Well, that was a bad choice. He probably doesn’t want to talk about why he got into a fight. She could have asked him anything else, but it’s been the question on the tip of her tongue the whole time. The most obvious thing.
“Took somethin’ someone offered me from the commissary. Package of donuts. Them little chocolate ones that come in a pack. Didn’t wanna be rude and refuse. Didn’t know that meant I owed him and had to pay ‘em back. He never said, but then he came collecting and I didn’t have anything.”
He’s completely dejected about the entire thing. Embarrassed and sad and a little incredulous about the cause of his injuries, like he can’t believe all this happened because of some donuts.
“That doesn’t seem very fair to me. I’ve seen far worse happen for far less, though.” She finishes up her work and offers him a few tablets of extra-strength Tylenol.
“How it is in here. Ain’t nothing fair. First time in, but I shoulda known. I wasn’t thinking.”
He has to sit up to take the pills, straining with the effort and doubling over against the rail, and she only barely resists the urge to help prop him up. To let him lean on her as much as he needs to. The cold metal rail isn’t tall enough to offer any support, but she keeps her distance. There’s a line and she can’t cross it. Not even for this one, who seems harmless enough and has an innocent face.

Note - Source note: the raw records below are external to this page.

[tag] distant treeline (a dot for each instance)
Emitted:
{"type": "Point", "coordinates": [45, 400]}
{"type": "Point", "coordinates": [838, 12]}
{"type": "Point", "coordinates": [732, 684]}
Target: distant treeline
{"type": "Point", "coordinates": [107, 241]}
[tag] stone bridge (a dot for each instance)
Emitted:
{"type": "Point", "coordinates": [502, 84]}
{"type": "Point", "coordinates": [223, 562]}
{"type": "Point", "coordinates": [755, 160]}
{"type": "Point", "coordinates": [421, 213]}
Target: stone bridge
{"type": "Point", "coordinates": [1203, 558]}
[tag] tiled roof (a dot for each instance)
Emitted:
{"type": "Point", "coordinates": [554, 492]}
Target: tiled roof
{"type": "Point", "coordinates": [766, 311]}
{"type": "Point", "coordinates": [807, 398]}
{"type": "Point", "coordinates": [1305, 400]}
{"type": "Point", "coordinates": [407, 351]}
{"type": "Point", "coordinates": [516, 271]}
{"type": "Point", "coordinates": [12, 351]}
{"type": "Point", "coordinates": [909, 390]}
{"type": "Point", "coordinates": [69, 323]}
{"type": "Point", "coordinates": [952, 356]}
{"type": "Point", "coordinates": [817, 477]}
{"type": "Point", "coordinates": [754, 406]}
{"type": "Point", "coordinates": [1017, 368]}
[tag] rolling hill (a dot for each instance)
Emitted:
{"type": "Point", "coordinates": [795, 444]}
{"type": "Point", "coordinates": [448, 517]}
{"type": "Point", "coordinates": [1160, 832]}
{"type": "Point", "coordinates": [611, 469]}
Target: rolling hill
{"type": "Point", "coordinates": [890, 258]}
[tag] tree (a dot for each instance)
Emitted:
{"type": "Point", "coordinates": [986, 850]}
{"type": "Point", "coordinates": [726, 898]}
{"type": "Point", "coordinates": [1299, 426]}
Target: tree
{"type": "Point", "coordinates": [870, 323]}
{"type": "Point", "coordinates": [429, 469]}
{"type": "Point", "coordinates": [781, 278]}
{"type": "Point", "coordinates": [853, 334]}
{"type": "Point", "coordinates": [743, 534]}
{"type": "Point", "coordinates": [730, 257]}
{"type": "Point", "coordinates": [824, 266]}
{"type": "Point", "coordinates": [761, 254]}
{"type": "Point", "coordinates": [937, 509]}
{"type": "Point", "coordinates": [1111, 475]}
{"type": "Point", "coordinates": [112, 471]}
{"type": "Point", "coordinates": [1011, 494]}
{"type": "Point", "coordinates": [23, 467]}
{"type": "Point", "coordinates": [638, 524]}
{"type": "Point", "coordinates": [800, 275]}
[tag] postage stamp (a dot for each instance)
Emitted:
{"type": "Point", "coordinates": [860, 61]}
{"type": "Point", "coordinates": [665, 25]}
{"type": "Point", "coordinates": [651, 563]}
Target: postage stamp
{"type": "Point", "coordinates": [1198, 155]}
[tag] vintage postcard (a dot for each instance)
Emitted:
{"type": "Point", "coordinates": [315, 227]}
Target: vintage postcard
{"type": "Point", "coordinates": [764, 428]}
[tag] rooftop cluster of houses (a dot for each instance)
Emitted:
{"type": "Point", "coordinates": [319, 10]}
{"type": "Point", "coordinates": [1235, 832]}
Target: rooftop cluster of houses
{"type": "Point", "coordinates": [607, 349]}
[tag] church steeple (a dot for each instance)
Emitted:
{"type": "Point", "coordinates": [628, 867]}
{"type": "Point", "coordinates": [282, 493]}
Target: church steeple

They are rarely harmless though, and an innocent face means nothing. Not in here. She knows that all too well. She isn’t about to make a stupid mistake that’ll prove Nick right. Regardless of how much Dean sparks her instincts to soothe and make it better, and he does seem to do that. He looks entirely out of his element and that makes her want to reach out and flick the hair from his eyes and offer him some respite from the dangers she knows he faces back in the pod. Even so, his story could be a lie. It wouldn’t be the first time, and there are other, more imposing things about him that overshadow the innocence she finds in his eyes. Large, broad shoulders and twitching muscles, arms that could crush her without a second thought.
There is a reason it took three of them back in the cell block to take him down. He doesn’t look the type to be an easy target,but he lacks the overflow of fake confidence the others possess. Everyone here is all bluster, even when hurting, especially when hurting. To be otherwise is considered a weakness and the pack will sniff it out on sight. He hasn’t gotten that memo though, and his far-away gaze tells her that his reaction to all this might have more than a single layer.
She rechecks his stitches one last time before covering them with gauze and a few butterfly bandages. The doctor breezes in not long after, taking over where she left off, and ordering an x-ray that would require transport to an outside facility.
“Can’t have an inmate dying on our watch. Wouldn’t be good for press,” he says under his breath to one of the guards.